Krater suddenly realized that her back could be shattered against any heavy tree limb coming up behind her. She immediately dragged with her heels through the leaves, trying to kill her momentum. At this level, the greenery was dense but not cloying. The leaves were flat and veined, each about the size of her open hand. They clustered in billows around her, supported on springy whips that were either tiny branches or vines—she couldn't yet say which. As Krater swung, her head, arms, and legs batted through masses of these leaves, stinging where her skin was exposed but not otherwise hurting her. When she looked down between her feet she could see random patches of brown ground. At the end of her last rising swing, she glimpsed in one of these patches two pale dots that might be Cuiller and Gambiel, far below and looking up.

Once her momentum was stopped and she hung straight down, she began to reel in slowly, rising meter by meter through the canopy. Within five meters she had reached the grapple, which had fallen across the first stout branch she had seen—up in what she wanted to call the canopy's mid-level. She twisted slowly on her monofilament, conscious that the invisible strand ran just centimeters from her face. Any sudden motion, she realized, might clip her nose or an ear. She wondered how close she had come to cutting her own head off when she topped out and pitched after that first upward rush.

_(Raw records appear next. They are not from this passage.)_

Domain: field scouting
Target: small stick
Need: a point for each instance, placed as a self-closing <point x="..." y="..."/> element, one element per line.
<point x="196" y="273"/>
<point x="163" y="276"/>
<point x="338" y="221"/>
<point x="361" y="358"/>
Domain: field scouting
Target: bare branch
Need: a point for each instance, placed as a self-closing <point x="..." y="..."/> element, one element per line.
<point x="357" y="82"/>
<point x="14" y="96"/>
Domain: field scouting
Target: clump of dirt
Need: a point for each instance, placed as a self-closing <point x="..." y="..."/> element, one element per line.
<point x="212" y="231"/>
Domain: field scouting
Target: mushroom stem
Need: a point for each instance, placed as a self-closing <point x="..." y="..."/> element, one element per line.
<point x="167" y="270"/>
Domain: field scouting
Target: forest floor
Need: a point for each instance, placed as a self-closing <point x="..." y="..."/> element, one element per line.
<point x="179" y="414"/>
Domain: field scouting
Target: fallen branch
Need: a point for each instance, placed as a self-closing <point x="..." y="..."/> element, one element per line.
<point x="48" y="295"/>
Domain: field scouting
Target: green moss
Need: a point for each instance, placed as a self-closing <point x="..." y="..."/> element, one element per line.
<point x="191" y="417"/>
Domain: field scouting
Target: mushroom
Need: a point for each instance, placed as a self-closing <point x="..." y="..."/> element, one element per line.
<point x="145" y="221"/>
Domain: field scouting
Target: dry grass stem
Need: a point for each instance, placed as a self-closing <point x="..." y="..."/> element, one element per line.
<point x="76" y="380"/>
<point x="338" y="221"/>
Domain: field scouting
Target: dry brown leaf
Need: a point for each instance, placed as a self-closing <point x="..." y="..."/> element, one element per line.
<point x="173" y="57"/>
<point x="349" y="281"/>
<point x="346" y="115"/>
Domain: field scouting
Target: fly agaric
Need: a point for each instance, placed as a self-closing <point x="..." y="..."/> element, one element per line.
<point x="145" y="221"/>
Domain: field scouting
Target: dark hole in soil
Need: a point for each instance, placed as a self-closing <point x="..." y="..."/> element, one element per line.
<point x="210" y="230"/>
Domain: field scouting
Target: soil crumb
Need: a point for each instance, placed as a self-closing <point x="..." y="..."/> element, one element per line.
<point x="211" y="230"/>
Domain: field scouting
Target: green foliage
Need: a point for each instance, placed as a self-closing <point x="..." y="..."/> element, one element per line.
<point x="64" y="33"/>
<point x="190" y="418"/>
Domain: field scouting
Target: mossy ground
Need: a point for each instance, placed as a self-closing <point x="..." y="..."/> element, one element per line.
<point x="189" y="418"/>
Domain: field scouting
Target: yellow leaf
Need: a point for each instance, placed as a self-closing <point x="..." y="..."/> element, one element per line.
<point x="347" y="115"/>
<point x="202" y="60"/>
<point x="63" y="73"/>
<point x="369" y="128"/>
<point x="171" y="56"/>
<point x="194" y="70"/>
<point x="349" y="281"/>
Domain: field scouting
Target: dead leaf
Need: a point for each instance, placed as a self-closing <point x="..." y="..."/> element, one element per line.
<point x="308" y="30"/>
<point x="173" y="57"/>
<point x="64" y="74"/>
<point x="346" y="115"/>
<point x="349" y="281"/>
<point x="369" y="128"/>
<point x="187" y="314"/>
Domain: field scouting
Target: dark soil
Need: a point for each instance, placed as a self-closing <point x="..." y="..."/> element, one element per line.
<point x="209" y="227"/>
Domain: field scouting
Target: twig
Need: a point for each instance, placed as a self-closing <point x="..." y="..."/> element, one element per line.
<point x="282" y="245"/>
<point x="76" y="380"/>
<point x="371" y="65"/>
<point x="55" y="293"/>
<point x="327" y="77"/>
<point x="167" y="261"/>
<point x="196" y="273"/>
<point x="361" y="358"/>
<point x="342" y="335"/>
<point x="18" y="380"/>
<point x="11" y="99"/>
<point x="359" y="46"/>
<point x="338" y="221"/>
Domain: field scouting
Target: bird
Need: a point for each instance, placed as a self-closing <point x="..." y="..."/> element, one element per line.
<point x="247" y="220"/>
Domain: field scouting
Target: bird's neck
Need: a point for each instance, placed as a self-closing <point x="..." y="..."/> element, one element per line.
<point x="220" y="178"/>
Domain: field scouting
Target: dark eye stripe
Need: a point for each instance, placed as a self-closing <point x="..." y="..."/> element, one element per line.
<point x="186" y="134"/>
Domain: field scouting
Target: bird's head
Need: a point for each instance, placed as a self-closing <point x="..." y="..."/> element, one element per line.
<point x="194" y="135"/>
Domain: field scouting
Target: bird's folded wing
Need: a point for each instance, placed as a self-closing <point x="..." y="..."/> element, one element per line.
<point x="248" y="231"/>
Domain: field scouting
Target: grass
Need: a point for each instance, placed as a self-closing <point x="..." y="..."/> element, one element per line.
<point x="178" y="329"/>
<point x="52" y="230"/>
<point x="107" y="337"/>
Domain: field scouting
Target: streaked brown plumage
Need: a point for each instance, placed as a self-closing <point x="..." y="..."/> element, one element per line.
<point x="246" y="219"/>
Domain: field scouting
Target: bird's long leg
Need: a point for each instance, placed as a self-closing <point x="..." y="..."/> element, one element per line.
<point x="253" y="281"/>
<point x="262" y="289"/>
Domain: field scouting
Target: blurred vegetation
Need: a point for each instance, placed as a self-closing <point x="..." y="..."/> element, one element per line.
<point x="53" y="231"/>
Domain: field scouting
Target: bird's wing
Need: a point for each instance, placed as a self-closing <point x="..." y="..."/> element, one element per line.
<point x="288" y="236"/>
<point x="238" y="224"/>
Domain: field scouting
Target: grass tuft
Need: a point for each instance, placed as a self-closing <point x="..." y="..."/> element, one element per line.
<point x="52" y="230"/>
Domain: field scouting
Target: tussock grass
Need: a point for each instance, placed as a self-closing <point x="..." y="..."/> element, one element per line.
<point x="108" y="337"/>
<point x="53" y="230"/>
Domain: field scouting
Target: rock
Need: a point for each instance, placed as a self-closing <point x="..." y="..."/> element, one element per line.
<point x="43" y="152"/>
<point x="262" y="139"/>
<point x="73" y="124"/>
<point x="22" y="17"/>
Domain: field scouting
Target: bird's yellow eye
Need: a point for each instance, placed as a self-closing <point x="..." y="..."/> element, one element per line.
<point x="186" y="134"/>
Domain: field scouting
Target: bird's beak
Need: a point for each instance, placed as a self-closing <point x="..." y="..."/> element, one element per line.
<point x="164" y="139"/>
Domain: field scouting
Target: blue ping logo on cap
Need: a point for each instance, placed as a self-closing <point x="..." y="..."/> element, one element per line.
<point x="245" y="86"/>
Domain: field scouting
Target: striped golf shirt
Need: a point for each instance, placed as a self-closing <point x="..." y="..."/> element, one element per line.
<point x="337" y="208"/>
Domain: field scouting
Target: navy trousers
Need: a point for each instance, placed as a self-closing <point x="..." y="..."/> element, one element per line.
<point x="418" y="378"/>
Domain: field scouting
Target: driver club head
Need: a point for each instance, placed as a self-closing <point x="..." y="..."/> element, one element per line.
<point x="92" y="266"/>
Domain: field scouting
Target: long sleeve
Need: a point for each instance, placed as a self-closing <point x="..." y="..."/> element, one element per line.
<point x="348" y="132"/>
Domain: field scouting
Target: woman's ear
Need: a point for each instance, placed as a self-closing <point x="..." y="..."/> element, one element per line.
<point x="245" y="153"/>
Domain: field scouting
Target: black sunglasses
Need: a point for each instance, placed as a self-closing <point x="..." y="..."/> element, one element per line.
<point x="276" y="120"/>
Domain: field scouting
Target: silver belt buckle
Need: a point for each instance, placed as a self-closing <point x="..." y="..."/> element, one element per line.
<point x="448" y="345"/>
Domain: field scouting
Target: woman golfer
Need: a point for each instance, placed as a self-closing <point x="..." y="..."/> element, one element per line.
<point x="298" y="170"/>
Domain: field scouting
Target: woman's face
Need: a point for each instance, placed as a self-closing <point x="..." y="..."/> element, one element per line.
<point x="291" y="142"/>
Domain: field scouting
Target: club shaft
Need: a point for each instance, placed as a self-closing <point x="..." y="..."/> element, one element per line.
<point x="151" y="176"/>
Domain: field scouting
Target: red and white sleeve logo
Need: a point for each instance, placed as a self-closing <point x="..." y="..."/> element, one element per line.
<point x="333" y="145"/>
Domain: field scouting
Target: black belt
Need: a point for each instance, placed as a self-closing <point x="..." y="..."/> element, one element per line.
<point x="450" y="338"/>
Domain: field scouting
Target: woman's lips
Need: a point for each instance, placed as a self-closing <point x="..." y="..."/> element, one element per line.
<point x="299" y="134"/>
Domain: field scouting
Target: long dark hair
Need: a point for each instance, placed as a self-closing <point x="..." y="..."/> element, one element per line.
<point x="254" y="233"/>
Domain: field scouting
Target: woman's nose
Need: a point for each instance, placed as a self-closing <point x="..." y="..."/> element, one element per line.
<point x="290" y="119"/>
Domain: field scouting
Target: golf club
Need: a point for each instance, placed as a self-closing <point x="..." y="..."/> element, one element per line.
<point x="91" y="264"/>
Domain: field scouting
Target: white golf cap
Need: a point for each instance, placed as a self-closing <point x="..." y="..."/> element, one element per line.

Krater's thighpockets held a rescue kit, and from it she took a packet of fluorescent dye, suitable for marking a water landing. She broke it open and ran the exposed sponge lightly up and down the line, until it became a bright purple steak before her, like an etching laser flashing through smoke. With the remaining dye she reached up and soaked the line spindled in the grapple's socket, then the slack taken up on the reel at her chest. She made a mental note to suggest this to Gambiel, when they got together again.

As she hung there, her mass started to spin lazily, and she put a hand against the branch above her to stop it. The sudden pressure dislodged something up there, and a stream of liquid cascaded down. It splashed off her shoulder and struck a bunch of leaves below and off to her left. She carefully tasted the drops clinging to her uniform: water; sweet and cool.

From her other pocket, she took out her field kit. It popped open and she keyed up the gas chromatograph and amino acid analyzer. The only samples within reach were that water and the leaves around her. Although she had no immediate plans to eat the leaves themselves, they would provide a clue to the nature of indigenous life on Beanstalk. The flora would reflect any general tendency toward toxins, heavy metals, or wrong-handed molecules. Balancing the kit on her raised knee, she tore a nearby leaf into bits and pressed them against the first sensor mesh. She dabbed a few of the drops that remained on her shoulder into the second mesh.

Something moved. Out of the tail of her eye, off to the right, she detected a pattern shift. From her undergraduate biology, Krater knew that human peripheral vision worked best at perceiving motion—a relic of primate development, both as hunter and prey. So, if she could sense something moving, it was moving.